3.1 Working principle

Also the process for making the network is quite straightforward in principle. Later we will see how we can make it much more flexible, but let us start with a heavily simplified version (which will still work).

The general idea is that all the variables in df_nodes will become the nodes (i.e. the dots) of the network. Furthermore, the correlation between them will be the weight of the links. The only additional thing is that negative correlations will be set to zero (at least for this tutorial, as we will explain in a moment, you could actually keep it and re-use it later).

Since this is another step that may generate some questions let us directly address possible misconceptions and problems

q1. Are we losing information… again?

Similarly to our discussion on the previous page, also here we are not really losing information. The “trick” is that the new dataset has a lot of redundancy as each variable has been “expanded” into multiple ones.

To give you an idea that, overall you are gaining and not losing information, consider two variables (e.g. gun control and immigration) each one with 5 possible answers. If you are using a “classical method” you will probably end up with a single number summarizing how strong is the relationship between these two variables (e.g. a correlation coefficient).

ResIN instead will check the correlation between each couple of answers of the two questions (i.e. 25 possible pairs). Even if only 10 of these are positive (therefore we will neglect the 15 negatives) we have 10 numbers (instead of a single one) describing the relationship between these two variables. Therefore, in this example, we end up with “10 times more information” than with a classical method.

q2. Ok, but why not keeping them?

The very short answer is: because negative correlations will not add anything useful/interesting and they will mess things up pretty badly.

If you want to go fully in details, check out this paper. But the main reasons are:

  • If you also plot the negative relationship, most likely the network will be so crowded that it will be quite hard to read, nullifying the visual simplicity of ResIN.
  • Force-based algorithms (which we will use for locating the position of the nodes) do not work natively with negative edges.
  • Negative correlations behave non-linearly respect to the attitude space.
  • Removing negative correlations also removes “fake relationship” between answers from the same question (which, being mutually exclusive, will have a negative correlation coefficient).
  • Negative correlations contain “bad information.” To be specific, they are insensitive in changes in the attitude space after a certain distance.
  • You can still recover all the “important information” (such as ordinality) by using only the positive correlations.

So, yes, negative correlations will require an entirely new algorithm only for dealing with them and they will add pretty much nothing to the analysis.

q3. Does this mean that I will not be able to study negative correlations between variables?

This question may arise when people confuse the original variables (e.g. gun control and immigration) with the dummy-coded variables (e.g. immigration:agree).

If the original variables have a negative correlation, ResIN will simply show to you that immigration:agree correlates with gun control:disagree.
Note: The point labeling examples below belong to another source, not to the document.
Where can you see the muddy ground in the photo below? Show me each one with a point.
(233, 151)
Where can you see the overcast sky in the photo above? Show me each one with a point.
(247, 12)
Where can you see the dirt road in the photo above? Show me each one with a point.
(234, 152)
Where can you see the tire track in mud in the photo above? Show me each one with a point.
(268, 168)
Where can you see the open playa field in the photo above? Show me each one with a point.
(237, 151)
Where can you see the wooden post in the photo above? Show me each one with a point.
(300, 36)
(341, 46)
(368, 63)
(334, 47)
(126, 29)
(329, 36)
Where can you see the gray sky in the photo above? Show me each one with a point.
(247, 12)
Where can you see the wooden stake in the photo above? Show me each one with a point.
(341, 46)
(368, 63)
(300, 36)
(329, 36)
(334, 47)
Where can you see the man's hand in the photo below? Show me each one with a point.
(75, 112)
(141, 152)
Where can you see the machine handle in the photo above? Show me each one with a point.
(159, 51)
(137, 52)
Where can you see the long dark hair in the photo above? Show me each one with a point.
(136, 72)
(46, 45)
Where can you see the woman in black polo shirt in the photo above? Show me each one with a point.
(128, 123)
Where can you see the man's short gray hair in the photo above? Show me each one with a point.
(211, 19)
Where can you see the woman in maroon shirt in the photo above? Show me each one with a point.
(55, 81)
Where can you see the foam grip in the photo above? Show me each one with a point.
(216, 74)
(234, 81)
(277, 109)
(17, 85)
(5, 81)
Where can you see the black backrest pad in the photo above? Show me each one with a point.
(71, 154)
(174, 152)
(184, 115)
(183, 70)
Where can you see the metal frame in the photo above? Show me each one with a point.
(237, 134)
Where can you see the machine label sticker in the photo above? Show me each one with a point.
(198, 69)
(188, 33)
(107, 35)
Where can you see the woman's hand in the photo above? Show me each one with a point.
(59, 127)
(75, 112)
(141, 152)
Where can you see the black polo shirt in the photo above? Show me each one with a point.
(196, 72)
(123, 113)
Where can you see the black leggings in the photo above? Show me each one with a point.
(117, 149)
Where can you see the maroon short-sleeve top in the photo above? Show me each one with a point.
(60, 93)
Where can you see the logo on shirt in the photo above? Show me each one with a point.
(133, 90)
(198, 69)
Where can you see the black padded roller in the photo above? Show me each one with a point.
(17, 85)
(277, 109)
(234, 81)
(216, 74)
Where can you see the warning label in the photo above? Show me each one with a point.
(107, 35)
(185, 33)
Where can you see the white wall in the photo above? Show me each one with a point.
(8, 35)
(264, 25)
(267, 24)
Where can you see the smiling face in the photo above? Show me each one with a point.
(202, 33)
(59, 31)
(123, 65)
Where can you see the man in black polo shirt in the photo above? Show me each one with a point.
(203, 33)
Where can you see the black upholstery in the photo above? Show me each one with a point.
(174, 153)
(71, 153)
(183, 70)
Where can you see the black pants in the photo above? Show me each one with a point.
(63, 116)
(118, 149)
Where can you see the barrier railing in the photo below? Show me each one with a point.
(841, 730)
If, instead, the original variables are positively correlated immigration:agree will correlate with gun control:agree.

So, yeah, no worries, the correlation between the original variables can be positive or negative without affecting the analysis in any way.

q4. What if I really really want to keep the negative correlations?
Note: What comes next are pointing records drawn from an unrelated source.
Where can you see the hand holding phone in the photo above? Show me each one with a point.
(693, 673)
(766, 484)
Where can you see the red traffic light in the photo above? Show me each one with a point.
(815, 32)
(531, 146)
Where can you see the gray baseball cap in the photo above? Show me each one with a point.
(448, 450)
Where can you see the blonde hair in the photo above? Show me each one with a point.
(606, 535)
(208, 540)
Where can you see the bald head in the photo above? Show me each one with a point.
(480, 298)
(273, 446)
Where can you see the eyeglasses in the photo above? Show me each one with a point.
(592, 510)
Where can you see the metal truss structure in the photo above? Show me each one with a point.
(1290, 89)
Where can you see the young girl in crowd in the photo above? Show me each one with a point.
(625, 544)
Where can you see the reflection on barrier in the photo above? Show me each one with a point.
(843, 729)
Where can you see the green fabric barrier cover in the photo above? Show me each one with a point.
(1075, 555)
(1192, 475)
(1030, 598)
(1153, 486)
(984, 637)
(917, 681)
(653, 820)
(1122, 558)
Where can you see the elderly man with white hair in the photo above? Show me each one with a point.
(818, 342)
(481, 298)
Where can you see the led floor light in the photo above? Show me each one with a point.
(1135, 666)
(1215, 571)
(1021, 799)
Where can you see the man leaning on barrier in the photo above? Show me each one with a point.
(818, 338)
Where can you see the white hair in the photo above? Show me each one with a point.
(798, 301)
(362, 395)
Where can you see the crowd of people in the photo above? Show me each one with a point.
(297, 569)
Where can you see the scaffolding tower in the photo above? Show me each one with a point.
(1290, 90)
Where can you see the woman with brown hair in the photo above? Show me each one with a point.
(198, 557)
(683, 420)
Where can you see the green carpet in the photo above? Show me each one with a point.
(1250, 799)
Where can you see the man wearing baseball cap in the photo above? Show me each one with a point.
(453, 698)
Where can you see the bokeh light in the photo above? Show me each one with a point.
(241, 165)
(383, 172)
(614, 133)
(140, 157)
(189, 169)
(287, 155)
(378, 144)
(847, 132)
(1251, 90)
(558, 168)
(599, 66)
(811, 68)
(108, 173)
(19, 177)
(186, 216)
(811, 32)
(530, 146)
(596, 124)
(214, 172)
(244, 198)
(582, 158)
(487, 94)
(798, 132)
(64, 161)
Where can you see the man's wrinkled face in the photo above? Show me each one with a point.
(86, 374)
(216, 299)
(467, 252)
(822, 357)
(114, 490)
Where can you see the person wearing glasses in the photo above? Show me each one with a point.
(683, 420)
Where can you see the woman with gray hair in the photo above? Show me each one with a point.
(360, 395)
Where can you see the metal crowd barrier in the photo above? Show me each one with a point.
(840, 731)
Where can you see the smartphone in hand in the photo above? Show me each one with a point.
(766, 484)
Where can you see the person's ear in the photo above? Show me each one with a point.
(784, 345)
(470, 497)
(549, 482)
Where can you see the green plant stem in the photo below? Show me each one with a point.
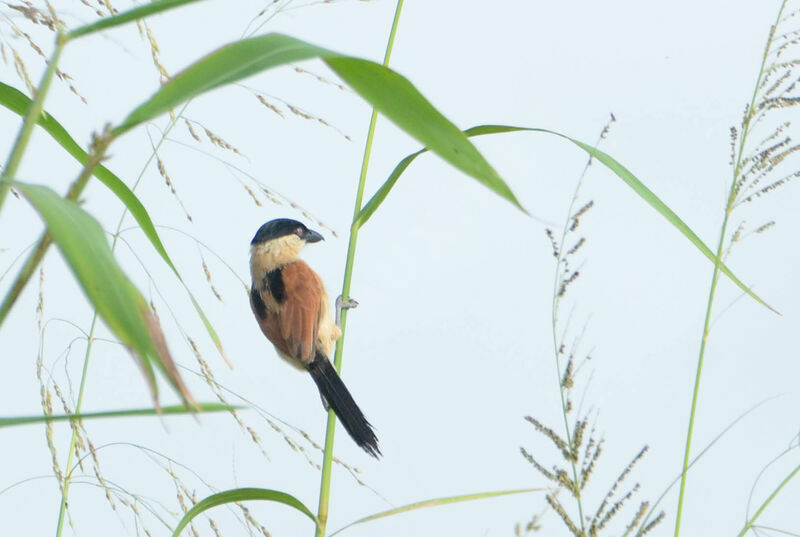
(327, 459)
(771, 497)
(715, 276)
(34, 111)
(68, 476)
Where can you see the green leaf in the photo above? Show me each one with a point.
(167, 410)
(390, 93)
(621, 171)
(156, 6)
(241, 495)
(83, 244)
(434, 503)
(18, 102)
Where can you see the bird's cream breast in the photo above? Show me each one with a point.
(267, 256)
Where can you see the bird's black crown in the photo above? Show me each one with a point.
(280, 227)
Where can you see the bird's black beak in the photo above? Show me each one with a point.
(312, 236)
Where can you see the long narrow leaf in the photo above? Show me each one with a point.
(156, 6)
(167, 410)
(434, 503)
(241, 495)
(18, 102)
(390, 93)
(621, 171)
(83, 244)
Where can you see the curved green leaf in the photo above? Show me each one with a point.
(167, 410)
(240, 495)
(621, 171)
(156, 6)
(83, 244)
(434, 503)
(390, 93)
(18, 102)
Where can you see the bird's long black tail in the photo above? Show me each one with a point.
(338, 397)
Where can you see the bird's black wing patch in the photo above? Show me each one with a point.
(276, 287)
(258, 304)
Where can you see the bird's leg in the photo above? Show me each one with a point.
(342, 304)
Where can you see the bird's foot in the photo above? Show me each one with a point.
(342, 304)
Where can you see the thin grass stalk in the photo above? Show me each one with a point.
(90, 341)
(752, 521)
(68, 476)
(327, 459)
(556, 346)
(35, 109)
(746, 124)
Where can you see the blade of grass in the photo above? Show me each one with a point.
(18, 102)
(435, 503)
(621, 171)
(769, 499)
(241, 495)
(388, 92)
(31, 115)
(737, 169)
(167, 410)
(156, 6)
(83, 245)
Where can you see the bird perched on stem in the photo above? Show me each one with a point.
(293, 310)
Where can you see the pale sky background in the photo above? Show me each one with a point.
(452, 345)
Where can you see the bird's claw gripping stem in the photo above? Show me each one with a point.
(342, 304)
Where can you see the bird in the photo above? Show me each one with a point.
(292, 308)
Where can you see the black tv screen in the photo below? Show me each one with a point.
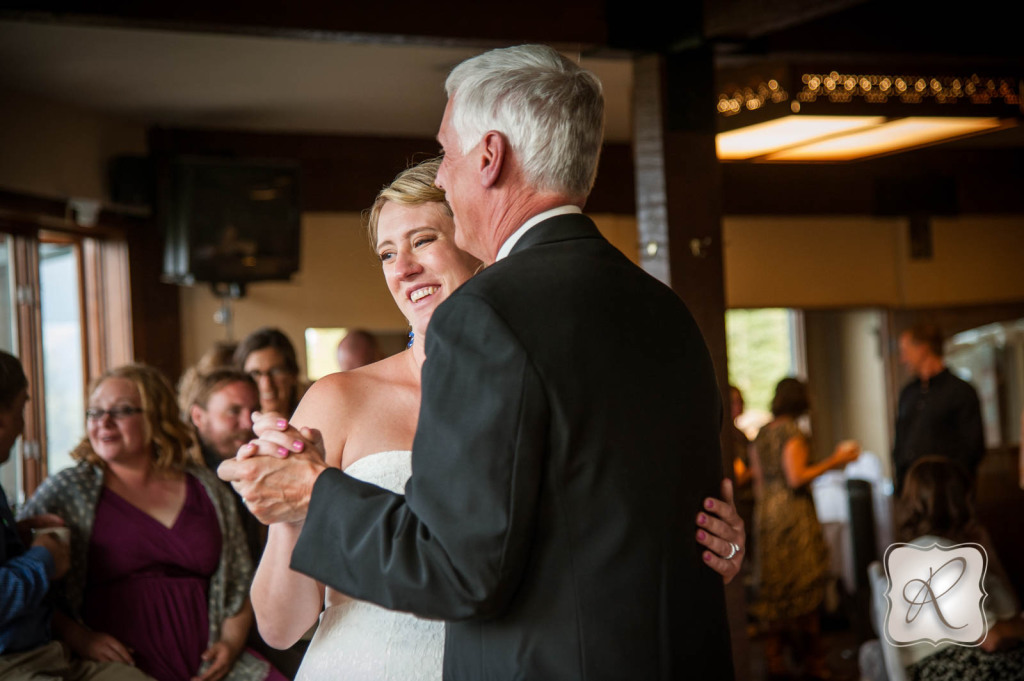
(230, 220)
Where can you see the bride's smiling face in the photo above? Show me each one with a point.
(422, 264)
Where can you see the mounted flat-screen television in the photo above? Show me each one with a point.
(229, 220)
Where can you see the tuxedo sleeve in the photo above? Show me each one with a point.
(454, 547)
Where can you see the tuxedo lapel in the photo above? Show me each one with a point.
(558, 228)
In general ResIN does not require removing the negative links. However, getting rid of them can strongly simplify the process at the cost of information that most likely will be useless and that will get in your way while exploring the network.

To keep the negative links several possibilities are available, such as:

  1. Use the ResIN network without the spatial information (i.e. skipping the force-directed algorithm)
  2. Use a force-directed algorithm wich ignores the negative edges
  3. Use a network without the negative edges for finding the nodes’ positions and then including them in the original network having both positive and negative links.

In this tutorial, for simplicity, we will ignore the negative correlations.

3.2 Simplified code

Let us first provide a simplified version of the code. Later, we will show an improved (but more complex) version which will be optimized and will offer much more flexibility.

As previously mentioned, the network can be obtained by spanning over each couple of columns and calculating their correlation.

In pseudocode:

In Python, we will start by importing two packages: networkx, which will be used to make the network and scipy.stats which will be used only for calculating the correlation.

import networkx as nx
import scipy.stats as stt

Then we introduce the function make_graph_simplified() which will transform the input (dummy-coded) dataframe into a graph

def make_graph_simplified(df):
    
    G = nx.Graph()
    list_of_nodes = df.columns

    for node_i in list_of_nodes:
        for node_j in list_of_nodes:

            # Get the two columns
            c1 = df[node_i]
            c2 = df[node_j]
            
            (r,p) = stt.spearmanr(c1,c2)
            if r<0:
                r = 0
            
            if r>0:
                G.add_weighted_edges_from([(node_i,node_j,r)],weight='weight')
    
    return G

Finally, we can just run the function on dummy_df obtaining the network G.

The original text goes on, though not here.